How smart do you think you are? Did you receive good grades in school? Did you graduate and go on to college? Do you know not to text and drive? Being smart, or intelligent, is a relative concept, but it does entail knowing your “Dos” and “Don’ts.” Luckily, we receive training on those very things early in life.
We all learned not to touch the hot pan on the stove. Of course, this was after someone told us not to touch it, and we reached for it anyway. That burn taught us that pans on the stove can be hot, hot things can hurt us, and we need to listen to our parents. That experience also taught us something else, we don’t know squat until we learn something and demonstrate that knowledge.
In case you were wondering, the demonstration part of knowledge is the difference between knowing to look both ways before you cross the street, and putting it into practice. This is where many people usually make mistakes. They forget to use the knowledge that they have—use it or lose.

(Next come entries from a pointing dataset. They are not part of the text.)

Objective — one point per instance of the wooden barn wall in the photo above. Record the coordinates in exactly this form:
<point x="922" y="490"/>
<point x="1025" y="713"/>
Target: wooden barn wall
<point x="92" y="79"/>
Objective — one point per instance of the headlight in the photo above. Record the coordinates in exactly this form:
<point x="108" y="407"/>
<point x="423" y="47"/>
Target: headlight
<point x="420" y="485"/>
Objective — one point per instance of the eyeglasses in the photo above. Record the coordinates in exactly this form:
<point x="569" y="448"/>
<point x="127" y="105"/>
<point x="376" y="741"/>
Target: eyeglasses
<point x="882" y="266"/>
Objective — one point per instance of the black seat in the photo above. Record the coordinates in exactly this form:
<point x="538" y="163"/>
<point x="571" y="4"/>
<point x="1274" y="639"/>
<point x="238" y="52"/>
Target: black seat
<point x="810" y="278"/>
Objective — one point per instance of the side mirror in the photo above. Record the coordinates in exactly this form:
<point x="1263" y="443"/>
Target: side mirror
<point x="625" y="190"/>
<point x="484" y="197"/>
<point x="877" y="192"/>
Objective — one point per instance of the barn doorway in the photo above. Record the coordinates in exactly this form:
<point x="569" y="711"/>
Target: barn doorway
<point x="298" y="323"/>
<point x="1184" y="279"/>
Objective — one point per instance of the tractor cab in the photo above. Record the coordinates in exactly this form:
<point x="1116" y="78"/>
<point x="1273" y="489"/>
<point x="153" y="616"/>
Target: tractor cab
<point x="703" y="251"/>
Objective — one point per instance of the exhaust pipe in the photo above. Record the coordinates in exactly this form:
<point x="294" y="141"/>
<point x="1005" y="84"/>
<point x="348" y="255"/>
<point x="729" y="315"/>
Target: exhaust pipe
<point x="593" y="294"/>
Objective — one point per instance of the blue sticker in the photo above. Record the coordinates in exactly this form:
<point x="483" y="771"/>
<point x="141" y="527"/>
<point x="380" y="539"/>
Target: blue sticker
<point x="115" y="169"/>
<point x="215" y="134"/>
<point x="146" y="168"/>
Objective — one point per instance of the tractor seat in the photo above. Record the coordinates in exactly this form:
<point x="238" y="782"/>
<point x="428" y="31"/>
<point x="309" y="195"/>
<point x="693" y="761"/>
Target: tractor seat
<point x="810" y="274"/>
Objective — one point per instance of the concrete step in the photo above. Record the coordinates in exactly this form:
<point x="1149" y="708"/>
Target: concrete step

As I am writing this post, a very skilled carpenter is building a lovely deck in my back yard. In the past, my husband and I would take up the task, working together to set the posts, frame the structure, and stain the surface. We know enough to measure twice, cut once, but this deck was much larger than we wanted to attempt, and it included a pergola. We also knew we did not have time to invest in working long hours in the backyard. We knew our limitations and planned accordingly—we hired a professional. We also know to hire a professional when it comes to extensive electrical work, automobile service, and litigation. “He who represents himself has a fool for a client” – Abraham Lincoln.
Knowing your limitations is an important part of being smart. You have to know your areas of “expertise” and areas where you just need to step back and let someone better take charge. We can’t all be experts at everything. Just because I am pretty good at getting out a splinter, it doesn’t qualify me as a brain surgeon. On that same note, just because I can walk a straight line, it doesn’t mean I can navigate a balance beam at the Olympics, or join Nik Wallenda in crossing over Niagara Falls on a tightrope. The knowledge that I don’t know something keeps me safe. I know when I shouldn’t take risks.
There are times when people take risks in life, and that’s not always a bad thing. You just need to be knowledgeable of the risk you are taking and the consequences of that risk. Risks can be anything from investing money, choosing to accept a new job across the country, or skydiving. When you do take a risk, surround yourself with knowledgeable people in that area, and then it won’t be so…risky. It’s OK if you don’t know everything. If you think you know everything, then you are ignorant. If you know you don’t, then you are one smart cookie.